The Artist

Fritz Hug was born in Dornach on March 19, 1921, the second eldest of five children. He spent his childhood in Java, where his father worked as an engineer for a railroad company. Back in Switzerland, he spent the rest of his youth in Thalwil. Fritz took an early interest in the fine arts. In 1935/36 he attended the Zurich School of Applied Arts. After leaving military recruit school, he began to devote himself seriously to painting in 1940.

First achievements as a painter

At the age of 20, Hug was able to open his first exhibition in 1941 with the support of Zurich art dealer Léon Bollag. He showed landscapes, cityscapes, portraits and interiors. His years of learning and traveling took him to the south of France in 1942/43 and later to Morocco, Italy and finally Lambaréné (Gabon). There he painted landscapes, animals and people from the environment of the tropical doctor Albert Schweitzer in 1950/51. Back in Zurich, exhibitions followed in various galleries in Switzerland.

Family

Fritz Hug married the journalist and writer Margrit Schürmann in 1951. They had three children. In 1957, the family moved into a house in Zurich, which from then on housed both the family apartment and the artist’s studio. In later years, Hug opened his own gallery in the same building.

Painter of the animals

In 1964, Hug created a large mural entitled “Swiss Fauna” for the national exhibition Expo64. In 1967 he exhibited city-scapes at the Tryon Gallery in London, but by this time he was already beginning to concentrate more and more on painting animals.

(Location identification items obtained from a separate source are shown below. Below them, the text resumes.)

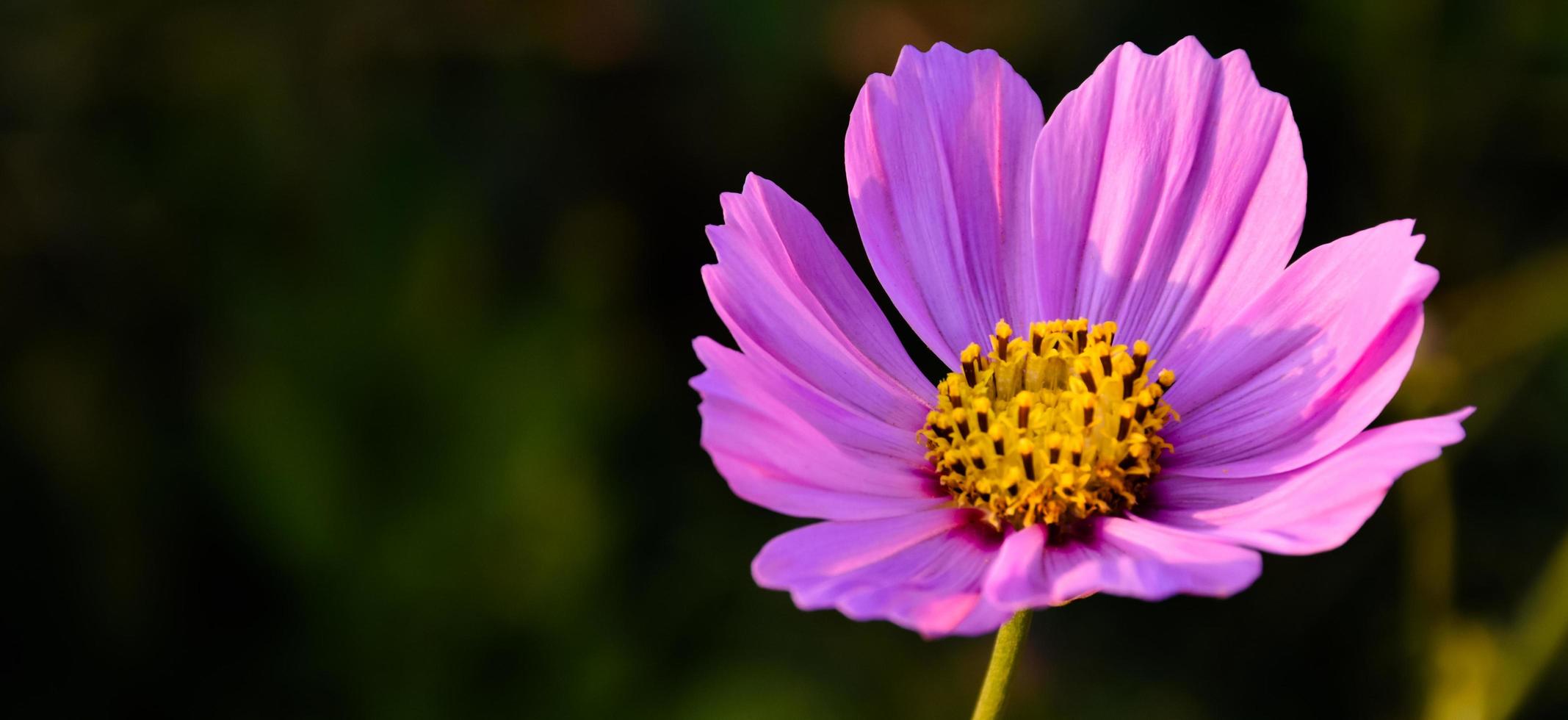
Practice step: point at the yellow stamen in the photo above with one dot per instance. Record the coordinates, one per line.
(1066, 391)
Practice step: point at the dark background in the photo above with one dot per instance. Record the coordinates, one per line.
(345, 353)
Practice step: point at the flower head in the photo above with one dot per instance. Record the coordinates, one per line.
(1069, 272)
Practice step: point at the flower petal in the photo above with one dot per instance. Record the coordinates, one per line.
(921, 572)
(1124, 555)
(787, 295)
(938, 160)
(1308, 364)
(1309, 508)
(1166, 189)
(756, 431)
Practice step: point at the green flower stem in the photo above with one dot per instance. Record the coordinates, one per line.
(1002, 659)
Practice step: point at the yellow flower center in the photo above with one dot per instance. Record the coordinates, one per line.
(1051, 428)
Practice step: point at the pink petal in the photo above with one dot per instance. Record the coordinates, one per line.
(750, 380)
(1309, 508)
(787, 295)
(1126, 555)
(1304, 367)
(936, 159)
(921, 572)
(1166, 189)
(756, 431)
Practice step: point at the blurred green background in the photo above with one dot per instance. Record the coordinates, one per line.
(345, 358)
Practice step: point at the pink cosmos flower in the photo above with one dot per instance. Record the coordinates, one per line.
(1139, 236)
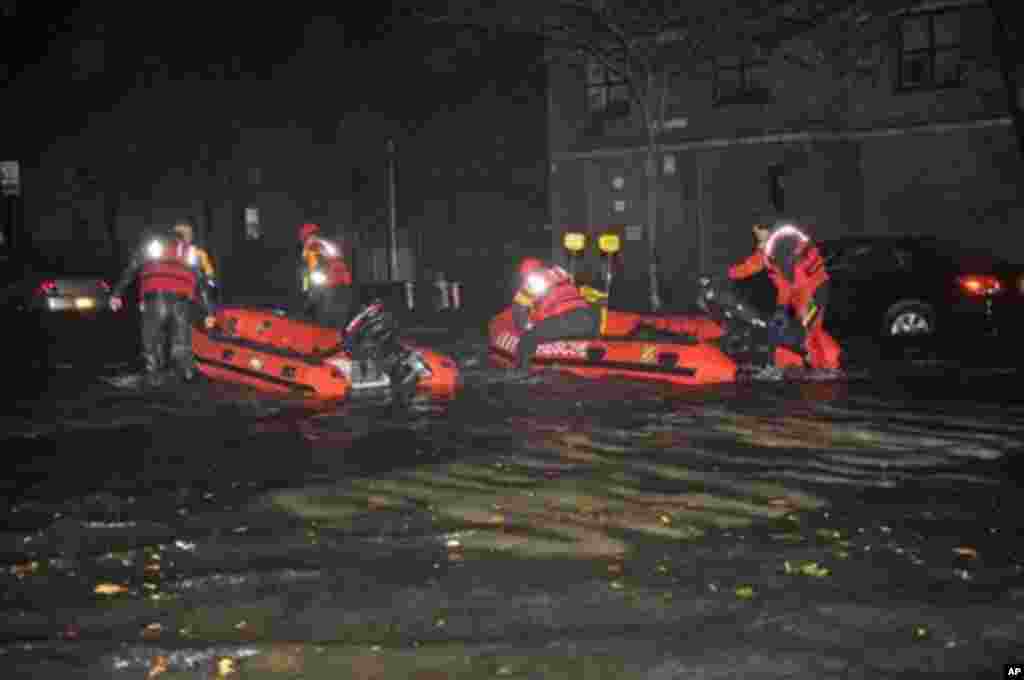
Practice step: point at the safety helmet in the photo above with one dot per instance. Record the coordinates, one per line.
(529, 264)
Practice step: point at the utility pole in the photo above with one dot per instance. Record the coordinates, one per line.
(392, 242)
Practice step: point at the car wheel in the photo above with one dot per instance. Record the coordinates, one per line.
(909, 331)
(909, 320)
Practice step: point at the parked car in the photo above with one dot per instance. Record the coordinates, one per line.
(58, 301)
(915, 291)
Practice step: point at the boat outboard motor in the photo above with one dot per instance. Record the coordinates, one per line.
(719, 298)
(747, 333)
(373, 336)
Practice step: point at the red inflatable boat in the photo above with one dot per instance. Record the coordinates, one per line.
(679, 349)
(264, 348)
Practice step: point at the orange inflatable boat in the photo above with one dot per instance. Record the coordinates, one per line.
(680, 349)
(264, 348)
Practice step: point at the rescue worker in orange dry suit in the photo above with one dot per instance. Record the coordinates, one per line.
(326, 281)
(170, 278)
(548, 306)
(798, 271)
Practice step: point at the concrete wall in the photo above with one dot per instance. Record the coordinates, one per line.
(841, 172)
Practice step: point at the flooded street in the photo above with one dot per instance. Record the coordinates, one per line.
(552, 527)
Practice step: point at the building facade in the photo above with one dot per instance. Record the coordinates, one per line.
(916, 138)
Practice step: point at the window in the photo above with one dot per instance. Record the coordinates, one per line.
(741, 78)
(930, 50)
(606, 90)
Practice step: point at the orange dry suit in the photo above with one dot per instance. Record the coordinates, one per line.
(796, 267)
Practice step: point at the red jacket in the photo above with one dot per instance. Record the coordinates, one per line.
(549, 292)
(327, 255)
(808, 273)
(170, 266)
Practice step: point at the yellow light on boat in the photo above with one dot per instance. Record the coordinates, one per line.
(574, 241)
(608, 243)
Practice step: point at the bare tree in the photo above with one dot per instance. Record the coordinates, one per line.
(647, 43)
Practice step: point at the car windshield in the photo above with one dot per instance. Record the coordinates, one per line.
(965, 256)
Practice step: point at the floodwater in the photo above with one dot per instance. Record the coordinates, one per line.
(552, 527)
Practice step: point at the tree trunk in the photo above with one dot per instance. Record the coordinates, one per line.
(650, 171)
(1008, 66)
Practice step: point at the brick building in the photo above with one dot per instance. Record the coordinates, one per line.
(918, 139)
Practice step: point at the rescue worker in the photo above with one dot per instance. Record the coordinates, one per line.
(326, 281)
(798, 271)
(548, 306)
(170, 280)
(184, 229)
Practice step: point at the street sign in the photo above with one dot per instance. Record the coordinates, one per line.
(253, 231)
(9, 178)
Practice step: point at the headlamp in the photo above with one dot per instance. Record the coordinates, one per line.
(574, 241)
(781, 232)
(608, 244)
(536, 285)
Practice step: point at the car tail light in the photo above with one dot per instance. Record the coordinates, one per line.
(47, 287)
(980, 285)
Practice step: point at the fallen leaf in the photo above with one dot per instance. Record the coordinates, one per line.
(225, 667)
(110, 589)
(744, 592)
(159, 666)
(153, 631)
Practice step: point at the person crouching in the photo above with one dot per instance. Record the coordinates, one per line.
(548, 306)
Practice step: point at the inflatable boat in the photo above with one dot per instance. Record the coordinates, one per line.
(266, 349)
(686, 349)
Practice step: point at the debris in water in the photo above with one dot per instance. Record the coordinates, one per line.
(25, 568)
(153, 631)
(158, 667)
(225, 667)
(806, 567)
(110, 589)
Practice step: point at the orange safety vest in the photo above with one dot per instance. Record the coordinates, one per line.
(808, 273)
(552, 293)
(327, 255)
(171, 266)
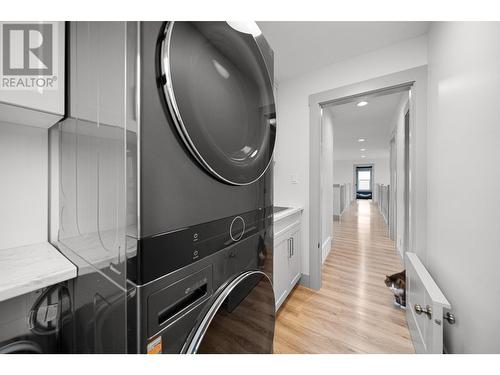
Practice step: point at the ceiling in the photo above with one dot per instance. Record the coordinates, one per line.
(373, 122)
(301, 47)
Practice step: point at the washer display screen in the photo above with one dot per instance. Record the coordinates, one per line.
(219, 92)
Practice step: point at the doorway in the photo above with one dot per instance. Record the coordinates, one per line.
(414, 79)
(364, 182)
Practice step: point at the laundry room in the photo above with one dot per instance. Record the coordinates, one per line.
(254, 180)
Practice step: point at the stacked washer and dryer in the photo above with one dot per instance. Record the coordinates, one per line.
(165, 200)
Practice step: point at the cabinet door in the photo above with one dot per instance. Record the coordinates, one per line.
(294, 260)
(281, 272)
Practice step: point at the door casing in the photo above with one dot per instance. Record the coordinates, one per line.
(414, 79)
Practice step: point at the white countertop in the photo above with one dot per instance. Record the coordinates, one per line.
(285, 213)
(28, 268)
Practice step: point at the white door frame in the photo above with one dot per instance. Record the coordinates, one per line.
(416, 79)
(355, 177)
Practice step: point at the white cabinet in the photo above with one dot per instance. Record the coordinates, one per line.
(287, 254)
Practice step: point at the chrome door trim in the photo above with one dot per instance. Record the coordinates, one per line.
(214, 308)
(174, 109)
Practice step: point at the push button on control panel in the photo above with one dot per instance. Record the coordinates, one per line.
(237, 228)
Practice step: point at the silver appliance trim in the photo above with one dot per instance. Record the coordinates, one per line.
(174, 109)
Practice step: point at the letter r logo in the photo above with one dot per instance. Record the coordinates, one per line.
(27, 49)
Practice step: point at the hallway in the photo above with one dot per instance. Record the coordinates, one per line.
(353, 312)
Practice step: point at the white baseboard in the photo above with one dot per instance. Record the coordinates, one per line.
(325, 248)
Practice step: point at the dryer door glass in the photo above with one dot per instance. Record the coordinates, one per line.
(240, 320)
(219, 92)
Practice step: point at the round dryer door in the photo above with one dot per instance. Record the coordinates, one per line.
(240, 320)
(220, 95)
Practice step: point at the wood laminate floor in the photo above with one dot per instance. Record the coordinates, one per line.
(353, 312)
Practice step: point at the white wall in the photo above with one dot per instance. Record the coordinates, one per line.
(23, 187)
(399, 131)
(326, 185)
(343, 170)
(463, 144)
(292, 146)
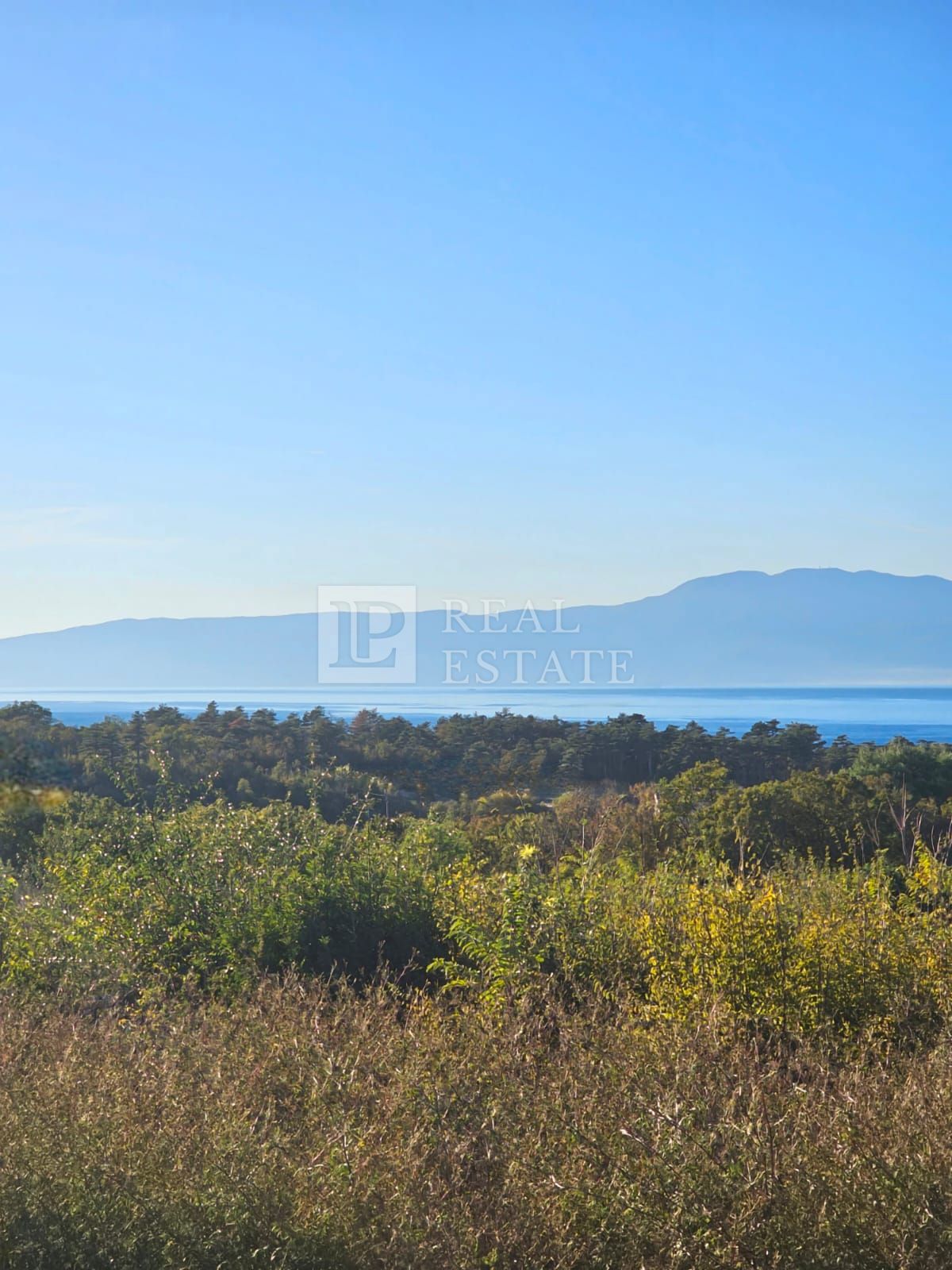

In the same year, the WWF approached Hug with a request to paint around 100 animals threatened with extinction, a task that required both artistic skill and zoological knowledge. Fritz Hug temporarily withdrew to the tranquillity of a small village near Zurich to devote himself fully to this new task. It was here that Hug painted more than a hundred animal pictures, which he exhibited at the Helmhaus in Zurich in September 1970. This exhibition was followed by others: in 1973 at the “Museum of Science” in Boston and again in 1979 at the Helmhaus Zurich for the “50 Years of Zurich Zoo” anniversary celebrations.

Fritz Hug died after a short, serious illness on January 29, 1989, and was laid to rest in Zurich’s Fluntern cemetery. Throughout his life, the conservation of animals and their natural environment was of great concern to him. He was unable to complete a major project to paint all Swiss bird species for the 700th anniversary of the Swiss Confederation.